The chip is sticky per tab. The default comes from Settings → Chat → Default effort.

Fast-mode chip

Toggle between Flex (default) and Fast service tiers. Fast counts harder against your ChatGPT plan cap but delivers lower wall-clock latency. Useful when you’re waiting on an answer and the cost is worth it; revert to Flex for autonomous loops where latency doesn’t matter.

The chip’s color signals the active tier. Sticky per tab; defaults come from settings.

Context bar

A live token-usage bar showing how full the model’s context window is on the last turn. Color shifts from green (under 70%) to amber (70 to 90%) to red (90% and up).

Click the minimize icon at the right edge to manually compact the thread. Compaction summarizes earlier history into a smaller block on the next turn, so the bar visibly drops after the next turn lands. Use it when a long conversation is starting to fill the window and you want to keep going without spawning a new chat.

Hover the bar for a tooltip with cumulative thread spend (input, cached input, output, reasoning) and tips on what to do if reasoning tokens are climbing.

Stop and steer mid-turn

While a turn is streaming:

Stop button: cancels the in-flight turn. The agent’s partial output stays in the transcript; nothing is reverted.
Steer: type into the composer and press Enter. The agent receives your input mid-stream and folds it into the response without restarting. Useful for course-correcting without losing the work the agent has already done.

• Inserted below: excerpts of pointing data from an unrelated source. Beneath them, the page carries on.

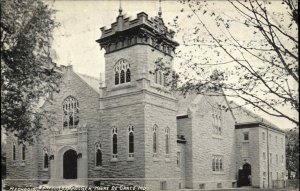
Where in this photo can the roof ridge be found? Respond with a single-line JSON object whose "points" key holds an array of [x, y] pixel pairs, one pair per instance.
{"points": [[86, 75], [255, 116]]}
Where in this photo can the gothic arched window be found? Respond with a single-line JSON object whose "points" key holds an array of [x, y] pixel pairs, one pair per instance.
{"points": [[114, 143], [155, 145], [130, 141], [23, 152], [70, 113], [167, 132], [122, 77], [14, 152], [98, 155], [122, 72], [128, 75], [46, 159]]}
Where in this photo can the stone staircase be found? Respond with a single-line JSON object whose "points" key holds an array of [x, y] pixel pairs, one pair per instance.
{"points": [[246, 188]]}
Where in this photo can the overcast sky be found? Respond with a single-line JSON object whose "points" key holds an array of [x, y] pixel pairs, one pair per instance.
{"points": [[74, 41]]}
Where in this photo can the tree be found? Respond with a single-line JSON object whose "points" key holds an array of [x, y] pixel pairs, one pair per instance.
{"points": [[250, 53], [3, 160], [292, 152], [28, 73]]}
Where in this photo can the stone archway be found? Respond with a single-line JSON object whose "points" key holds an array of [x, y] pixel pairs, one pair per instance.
{"points": [[70, 164], [245, 175]]}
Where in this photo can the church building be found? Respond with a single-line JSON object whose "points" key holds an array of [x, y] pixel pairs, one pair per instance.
{"points": [[132, 130]]}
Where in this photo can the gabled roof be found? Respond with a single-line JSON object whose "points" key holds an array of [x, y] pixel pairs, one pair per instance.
{"points": [[245, 117], [184, 103], [91, 81]]}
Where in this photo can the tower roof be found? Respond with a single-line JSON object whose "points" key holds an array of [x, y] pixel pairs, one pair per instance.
{"points": [[142, 27]]}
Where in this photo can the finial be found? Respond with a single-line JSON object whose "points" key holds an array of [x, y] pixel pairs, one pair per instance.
{"points": [[120, 9], [159, 11]]}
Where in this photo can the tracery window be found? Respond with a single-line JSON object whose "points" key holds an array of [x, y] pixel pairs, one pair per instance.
{"points": [[155, 136], [114, 143], [122, 72], [217, 163], [23, 152], [46, 159], [117, 78], [167, 132], [14, 152], [160, 78], [216, 115], [70, 113], [130, 141], [98, 155]]}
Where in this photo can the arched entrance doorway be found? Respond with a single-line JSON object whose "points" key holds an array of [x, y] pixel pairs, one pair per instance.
{"points": [[70, 164], [245, 175]]}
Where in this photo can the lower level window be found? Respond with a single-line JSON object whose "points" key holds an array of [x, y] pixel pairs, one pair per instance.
{"points": [[217, 163], [202, 186], [163, 185]]}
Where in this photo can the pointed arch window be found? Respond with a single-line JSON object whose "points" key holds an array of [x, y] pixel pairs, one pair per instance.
{"points": [[167, 135], [155, 140], [23, 152], [128, 75], [46, 159], [117, 78], [122, 72], [130, 141], [98, 155], [122, 77], [114, 143], [14, 152], [70, 109]]}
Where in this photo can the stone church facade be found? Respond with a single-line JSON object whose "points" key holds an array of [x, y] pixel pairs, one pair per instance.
{"points": [[132, 130]]}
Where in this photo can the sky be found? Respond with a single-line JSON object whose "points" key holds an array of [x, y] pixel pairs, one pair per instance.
{"points": [[80, 22]]}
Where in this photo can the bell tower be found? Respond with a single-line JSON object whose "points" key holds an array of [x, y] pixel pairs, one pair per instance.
{"points": [[137, 102]]}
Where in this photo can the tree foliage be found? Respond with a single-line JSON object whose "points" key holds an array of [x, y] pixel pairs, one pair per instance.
{"points": [[292, 152], [250, 52], [28, 73]]}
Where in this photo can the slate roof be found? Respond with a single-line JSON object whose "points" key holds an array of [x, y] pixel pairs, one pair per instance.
{"points": [[244, 116]]}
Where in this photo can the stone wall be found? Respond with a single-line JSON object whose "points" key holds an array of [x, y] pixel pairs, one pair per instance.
{"points": [[205, 144], [258, 151]]}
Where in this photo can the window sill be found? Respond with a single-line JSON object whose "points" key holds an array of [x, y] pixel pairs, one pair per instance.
{"points": [[218, 173], [98, 168], [114, 160], [217, 136], [167, 159], [155, 159], [130, 159], [122, 86], [160, 87]]}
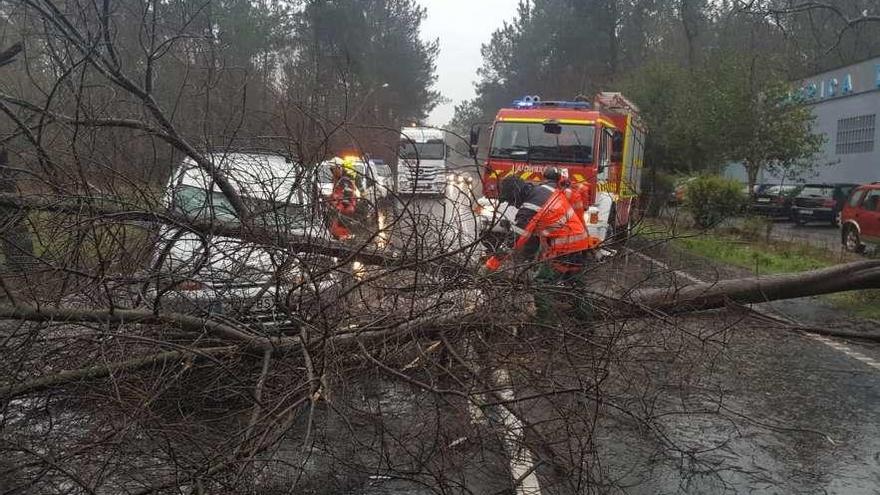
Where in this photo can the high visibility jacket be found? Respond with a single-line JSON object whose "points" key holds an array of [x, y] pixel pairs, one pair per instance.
{"points": [[578, 195], [548, 215], [344, 197]]}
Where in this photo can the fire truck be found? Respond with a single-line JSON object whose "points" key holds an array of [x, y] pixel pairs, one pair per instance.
{"points": [[600, 143]]}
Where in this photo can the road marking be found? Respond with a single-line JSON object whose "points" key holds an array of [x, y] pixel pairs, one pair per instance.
{"points": [[846, 350], [522, 462], [837, 346]]}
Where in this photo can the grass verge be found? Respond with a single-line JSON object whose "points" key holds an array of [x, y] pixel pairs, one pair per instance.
{"points": [[765, 256]]}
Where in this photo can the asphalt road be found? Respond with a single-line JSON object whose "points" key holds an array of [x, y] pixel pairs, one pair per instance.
{"points": [[719, 402]]}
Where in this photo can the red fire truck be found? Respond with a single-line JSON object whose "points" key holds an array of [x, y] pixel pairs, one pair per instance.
{"points": [[600, 143]]}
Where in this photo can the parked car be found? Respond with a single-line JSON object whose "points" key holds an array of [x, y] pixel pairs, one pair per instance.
{"points": [[820, 203], [775, 201], [383, 176], [223, 273], [373, 178], [860, 218]]}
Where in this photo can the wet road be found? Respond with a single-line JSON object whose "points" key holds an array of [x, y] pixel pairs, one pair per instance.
{"points": [[720, 402]]}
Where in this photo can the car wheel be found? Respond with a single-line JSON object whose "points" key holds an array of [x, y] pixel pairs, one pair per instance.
{"points": [[852, 242]]}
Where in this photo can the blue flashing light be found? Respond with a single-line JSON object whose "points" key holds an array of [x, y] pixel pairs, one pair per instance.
{"points": [[534, 102]]}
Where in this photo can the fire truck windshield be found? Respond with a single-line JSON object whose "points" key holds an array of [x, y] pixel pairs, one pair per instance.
{"points": [[530, 142], [432, 150]]}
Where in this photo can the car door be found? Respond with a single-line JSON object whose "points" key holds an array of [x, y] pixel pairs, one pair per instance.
{"points": [[869, 216]]}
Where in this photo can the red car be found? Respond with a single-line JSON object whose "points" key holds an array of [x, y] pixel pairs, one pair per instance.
{"points": [[860, 218]]}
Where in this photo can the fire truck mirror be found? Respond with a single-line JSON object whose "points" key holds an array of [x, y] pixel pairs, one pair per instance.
{"points": [[474, 139], [617, 147]]}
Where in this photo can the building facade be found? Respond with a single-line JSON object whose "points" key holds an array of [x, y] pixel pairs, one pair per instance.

The composer’s placeholder text changes during a streaming turn to remind you steer is available.

Attachments

The composer accepts file attachments alongside text:

Images: paste images directly into the textarea, drop them in, or use the file picker. Up to 8 images, 8 MB each. Sent as base64 data URLs to the model’s vision input.
Text files: dropped or picked text files inline as fenced code blocks ahead of the prompt. Forge infers the fence language from the extension. Up to 256 KB per file.

Use attachments for screenshots, reference art, code snippets you don’t want to paste verbatim. Rejections (unsupported format, over size limit, more than 8 attachments) surface in a friendly error inline in the composer.

What “soft enforcement” means

Today, modes are enforced through instructions. When you switch to Plan mode, Forge tells the agent at the start of the next turn: “you are in Plan mode, do not call apply_patch, emit forge-propose-edit blocks instead.”

This works in practice because the underlying model follows the instructions, but it’s not a hard guarantee. Stricter, tool-list-level enforcement is coming soon. Until then, if you spot the agent ignoring its mode, you can switch back to Act and ask it to undo, or revert via the Git tab if it already committed.

When to use which

Starting a feature? Plan first to scope the change. Switch to Act once the diff cards look right.
Stuck on a bug? Plan, then ask for the diagnosis. Switch to Act when you have a fix in mind.
Learning the codebase? Ask. The agent will explain without poking around.
Routine work, you trust the agent? Act. Skip the ceremony.
Out of context? Hit the manual compact icon on the context bar before opening a new chat.